Additionally, this bug carries over to wkWebView, now that in 14.3 beta added getUserMedia.
Comment 15 chris fleizach 2020-11-19 10:59:52 PST
(In reply to Andrew from comment #14)
> (In reply to chris fleizach from comment #13)
> > Interesting -- wonder if this was resolved on 11.0. I don't have an easy way
> > to go back to 10.15 without spending a day blowing away my computers.
> 
> That might be good enough for us on macOS, I will try to sell it.
> 
> However, the issue is more severe on mobile Safari. We have a much higher
> usage on iPad than macOS (issue also exists on iPhone I think, but we don't
> support that platform).
> Additionally, this bug carries over to wkWebView, now that in 14.3 beta
> added getUserMedia.

got it, looking at that next
Comment 16 chris fleizach 2020-11-19 11:32:29 PST
Created attachment 414606 [details]
patch
Comment 17 chris fleizach 2020-11-19 11:34:08 PST
Created attachment 414607 [details]
patch
Comment 18 chris fleizach 2020-11-30 16:58:27 PST
Comment on attachment 414607 [details]
patch

Thanks for the review. I want to try to add a test for this before merging
Comment 19 Yvonne 2021-01-25 01:06:55 PST
Hi, we are using speechSynthesis in combination with a video element and can confirm issue #1. Could see this issue on iOS 13.7 and 14.

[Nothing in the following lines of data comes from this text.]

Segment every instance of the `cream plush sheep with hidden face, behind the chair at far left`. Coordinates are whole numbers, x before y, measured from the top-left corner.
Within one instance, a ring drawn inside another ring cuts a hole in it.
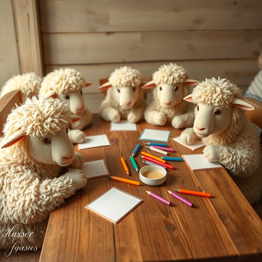
[[[22,101],[24,102],[26,97],[32,98],[38,94],[41,82],[42,78],[34,72],[14,75],[7,80],[2,87],[0,98],[11,91],[19,89],[21,91]]]

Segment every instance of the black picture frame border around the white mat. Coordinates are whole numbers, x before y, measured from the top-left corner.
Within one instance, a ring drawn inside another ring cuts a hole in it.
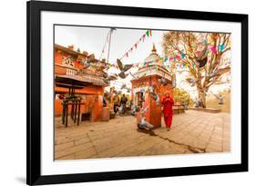
[[[30,1],[26,5],[27,77],[26,77],[26,183],[28,185],[141,179],[181,175],[248,171],[248,15],[168,10],[113,5],[85,5]],[[139,171],[108,171],[65,175],[41,174],[40,132],[40,13],[41,11],[166,17],[241,23],[241,163],[200,167],[179,167]]]

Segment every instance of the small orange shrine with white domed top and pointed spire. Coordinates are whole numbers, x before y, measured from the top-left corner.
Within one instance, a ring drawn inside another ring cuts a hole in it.
[[[148,93],[148,87],[154,86],[155,92],[159,95],[161,101],[164,93],[173,94],[173,83],[175,74],[169,73],[164,65],[161,65],[163,59],[157,53],[157,49],[153,44],[151,54],[144,60],[145,65],[138,68],[138,72],[134,73],[135,78],[131,80],[131,99],[134,105],[138,107],[147,107],[146,113],[147,122],[154,125],[155,128],[161,126],[161,103],[156,103],[155,99]],[[159,79],[164,78],[167,84],[159,82]]]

Do you have any ETA on this fix?
Comment 20 Anton Mo Eriksson 2021-01-25 01:19:07 PST
I am also interested in this feature and the status.
Comment 21 chris fleizach 2021-01-25 10:35:14 PST
(In reply to Anton Mo Eriksson from comment #20)
> I am also interested in this feature and the status.

It is fixed in iOS14.4 already. Please give it a test there
Comment 22 Brent Fulgham 2022-02-10 20:17:17 PST
The fix for this issue was needed outside the WebKit project, therefore this is being resolved as 'Moved'.

This should now be fixed in shipping software.